Systemic lupus erythematosus (SLE) is a chronic and severe autoimmune disease characterised by persistent inflammation. Hydroxychloroquine (HCQ) and glucocorticoids (GCs) are the primary agents commonly used in combination as the first-line treatment for SLE. Nevertheless, the specific mechanisms responsible for the effectiveness of this combined therapy with HCQ and GCs have not been fully elucidated. This study aimed to reveal the mechanism behind combined HCQ and GC treatment in lupus.

Methods

An SLE IgG-induced inflammation model was used to investigate the anti-inflammatory effects of HCQ and dexamethasone (DXM). A glucocorticoid-induced osteoporosis (GIOP) model was used to investigate the inhibitory effect of HCQ on osteoclastogenesis. Inflammation was assessed by haematoxylin and eosin staining.

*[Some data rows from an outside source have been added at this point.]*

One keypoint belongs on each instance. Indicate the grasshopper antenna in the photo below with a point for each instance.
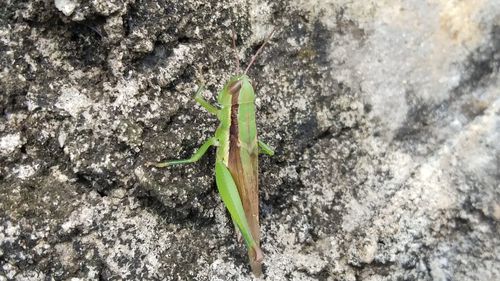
(236, 52)
(259, 50)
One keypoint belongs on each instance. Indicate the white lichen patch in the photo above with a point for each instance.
(72, 101)
(66, 6)
(9, 143)
(25, 171)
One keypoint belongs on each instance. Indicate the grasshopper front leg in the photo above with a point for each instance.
(231, 198)
(196, 156)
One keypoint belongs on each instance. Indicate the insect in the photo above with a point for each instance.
(236, 165)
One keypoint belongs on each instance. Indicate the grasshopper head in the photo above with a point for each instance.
(238, 90)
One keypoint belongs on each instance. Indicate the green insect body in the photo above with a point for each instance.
(236, 165)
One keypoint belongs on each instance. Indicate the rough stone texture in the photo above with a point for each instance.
(384, 115)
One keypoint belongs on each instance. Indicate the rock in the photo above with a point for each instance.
(384, 116)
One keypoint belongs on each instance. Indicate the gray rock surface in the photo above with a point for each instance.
(384, 116)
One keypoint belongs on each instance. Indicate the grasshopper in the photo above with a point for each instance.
(236, 165)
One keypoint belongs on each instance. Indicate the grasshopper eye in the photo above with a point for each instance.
(235, 88)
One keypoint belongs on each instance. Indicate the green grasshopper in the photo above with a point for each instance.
(236, 165)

Bone metabolism was determined structurally via microcomputer tomography and in bone marrow-derived osteoclast cultures.

Results

An SLE IgG-induced inflammation model demonstrated that HCQ could not ameliorate inflammation alone but could enhance the anti-inflammatory effect of GCs by decreasing the expression of FcγRI on macrophages. HCQ inhibited osteoclastogenesis induced by GCs and RANKL by upregulating nuclear factor erythroid 2-related factor 2 and limiting reactive oxygen species formation, which mitigated GC-induced bone loss.

Conclusion

The results indicate that HCQ improved the anti-inflammatory effects of GCs and inhibits the osteoclastogenesis in experimental lupus. This study offers valuable insights into the mechanisms underlying the combined treatment of lupus with HCQ and GCs.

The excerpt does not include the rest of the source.